Healthcare

Health and Wealth: The Downside of Plenty

One would hope that beneath all the noise emanating from Washington DC, serious policy discussions were actually taking place. Prominent among these should healthcare. The relative value of the Affordable Care Act or any potential alternatives aside, an oft-overlooked aspect of national health is the impact of lifestyle factors that greatly impact health outcomes in the long run.

Even the most lightly informed individual can be trusted to know that America has one of the highest obesity rates in the world and is the worst in this regard among developed Western nations. Sure, Michelle Obama advocated for healthy diets in schools, but the impact of such advocacy hardly entered into policy discussions on healthcare. While healthcare spending in the US is the highest in the world, a cursory look at measures of outcomes leaves observers underwhelmed. A pair of lengthy posts at Random Critical Analysis get at why this connection between high healthcare expenditures and middling outcomes in the US misses the mark in some critical ways. First, "exceptionally high health care expenditures are well explained by [America's] unusually high material standard of living."1 Secondly, "gaps in health outcomes are quite well explained by behaviors (or at least indicators there of) related to diet and lifestyle." These reasoning behind these points are put forward in great detail and backed up with data in the posts. Without delving into the rabbit hole of individual points brought up therein, a key takeaway is that wealth and a high standard of living can lead to some negative trends in national health.
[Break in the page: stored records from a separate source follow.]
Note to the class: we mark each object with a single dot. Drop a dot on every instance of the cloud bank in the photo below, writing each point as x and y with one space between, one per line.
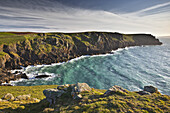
55 16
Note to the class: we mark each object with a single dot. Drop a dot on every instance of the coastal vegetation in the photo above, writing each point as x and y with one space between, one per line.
91 101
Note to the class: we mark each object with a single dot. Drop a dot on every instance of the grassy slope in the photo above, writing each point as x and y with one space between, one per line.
93 101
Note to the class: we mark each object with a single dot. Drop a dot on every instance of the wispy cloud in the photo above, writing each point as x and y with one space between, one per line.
66 19
151 8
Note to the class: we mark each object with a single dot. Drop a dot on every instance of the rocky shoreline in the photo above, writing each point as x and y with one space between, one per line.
47 48
80 97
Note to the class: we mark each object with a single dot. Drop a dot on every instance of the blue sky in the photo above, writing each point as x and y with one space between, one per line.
125 16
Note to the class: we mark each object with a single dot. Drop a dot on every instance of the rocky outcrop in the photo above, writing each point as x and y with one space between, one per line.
79 88
148 90
52 94
114 90
46 48
151 89
73 90
42 76
76 92
10 97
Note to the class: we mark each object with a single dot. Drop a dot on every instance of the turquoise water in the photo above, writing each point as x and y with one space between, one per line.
132 68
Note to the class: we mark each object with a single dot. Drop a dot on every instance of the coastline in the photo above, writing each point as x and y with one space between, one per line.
69 47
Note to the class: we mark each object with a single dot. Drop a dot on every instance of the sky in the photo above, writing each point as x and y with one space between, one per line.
124 16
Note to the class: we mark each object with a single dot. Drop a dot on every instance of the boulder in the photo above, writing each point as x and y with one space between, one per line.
22 97
23 75
81 87
115 89
143 93
35 100
151 89
52 94
78 88
8 97
43 76
6 85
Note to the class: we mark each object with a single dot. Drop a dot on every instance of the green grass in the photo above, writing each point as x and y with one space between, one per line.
2 54
92 102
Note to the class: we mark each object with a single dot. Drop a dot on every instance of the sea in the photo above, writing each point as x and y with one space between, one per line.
131 68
Looking beyond the US and other wealthy nations, a case study demonstrating this negative relationship between wealth and health comes from a favorite country of mine, Cuba. With the fall of communism in Russia, Cuba faced severe shocks through the 1990s as the largesse of its greatest benefactor disappeared. The shortages of food and fuel during the "Special Period" wreaked havoc on the Cuban economy and disrupted the patterns of daily life. Buses no longer operated and Cuban farms could not support the population. The consequences of this for the average citizen were smaller portions, more walking, and a greater proportion of food supplied by local farmers.2 Nationally, this meant that public health improved with regards to several measures.
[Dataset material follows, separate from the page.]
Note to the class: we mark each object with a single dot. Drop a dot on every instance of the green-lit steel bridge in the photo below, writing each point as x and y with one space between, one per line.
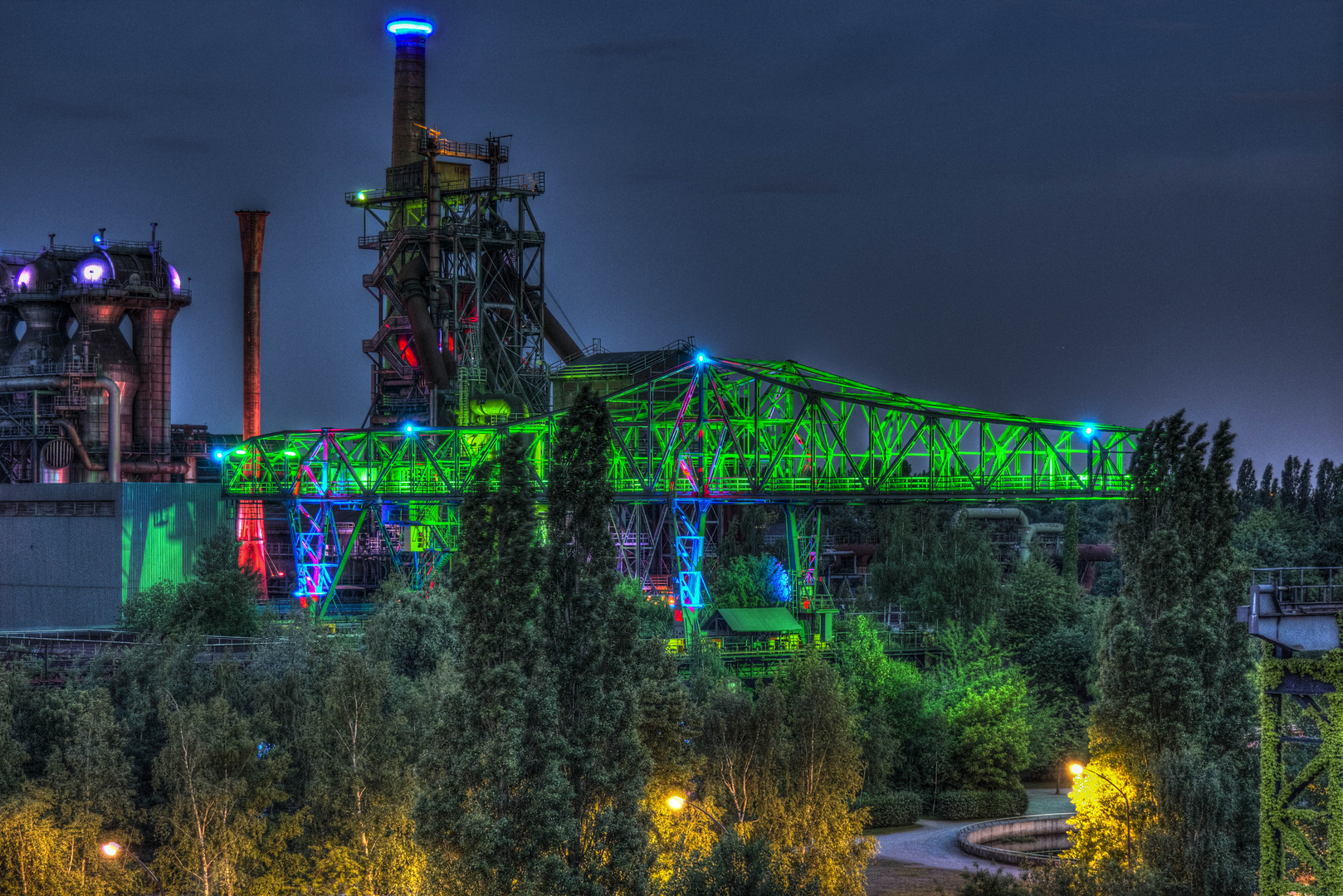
708 433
A study published in the BMJ found that the average Cuban lost 12 pounds of weight in the early years of the Special Period, diabetes prevalance fell 53% between a peak in 1986 and 1997, coronary heart disease mortality rates fell 34.4% between 1996 and 2002, among many other markers of health. Not all the health impacts were beneficial during this crisis. The death rate for the elderly increased 20% between 1982 and 1993. The Special Period was an incredibly trying time for the Cuban people as all aspects of life were disrupted.

That weight loss occurs as a result smaller portions and more walking is not surprising. That diabetes and heart disease rates fall following weight loss is also unsurprising. What is surprising is that these would occur sharply on a national level. When the trend globally has been just the opposite.

The Special Period did come to an end in the second half of the 1990s. As economic normalcy returned, so did the aforementioned health measures begin to rise once again. Physical activity levels have tapered off as vehicles have returned to the roads, food intake returned to pre-crisis levels by 2002, and obesity rates have shot up. Diabetes measures have returned to or surpassed levels prior to the crisis, though heart disease mortality has stayed low.

This all is not to celebrate the glories of failed economic systems. Instead, it ought to display the complexity of healthcare and the difficulty of tackling public health issues. A country getting wealthier is objectively a good thing, but that wealth can come at a cost. Peculiar beneficial effects can be found in otherwise disastrous circumstances. Most Cubans would probably accept the tradeoff of higher obesity and diabetes rates for buses that run and reliable access to food. As debates in Washington go on about the merits and faults of single payer, insurance mandates, pre-existing condition coverage, and the litany, perhaps more heed should be given to examining how to decouple growing wealth from growing waistbands.

1 One of the arguments presented is that the relationship to be examined should not be healthcare expenditures and per capita GDP, but rather healthcare expenditures and Actual Individual Consumption (AIC). AIC takes into account goods and services purchased by households in addition to services provided by non-profit institutions and governments. In this sense, it is a better reflection of standards of living and in this regard the US leads other countries. Further, the relatonship between healthcare spending and AIC is best modeled non-linearly. In this the US is no longer that outlier it appears to be when a simple linear analysis of GDP vs spending is conducted. As a country's standard of living increases over time, its healthcare spending and outcomes often look more like the US.

2 The Special Period also demonstrated the ingenuity of responses to a crisis. Bizarre looking camello trailer buses were a much-maligned Havana staple for more than a decade. Organopónicos, public urban organic farms, are still commonplace today.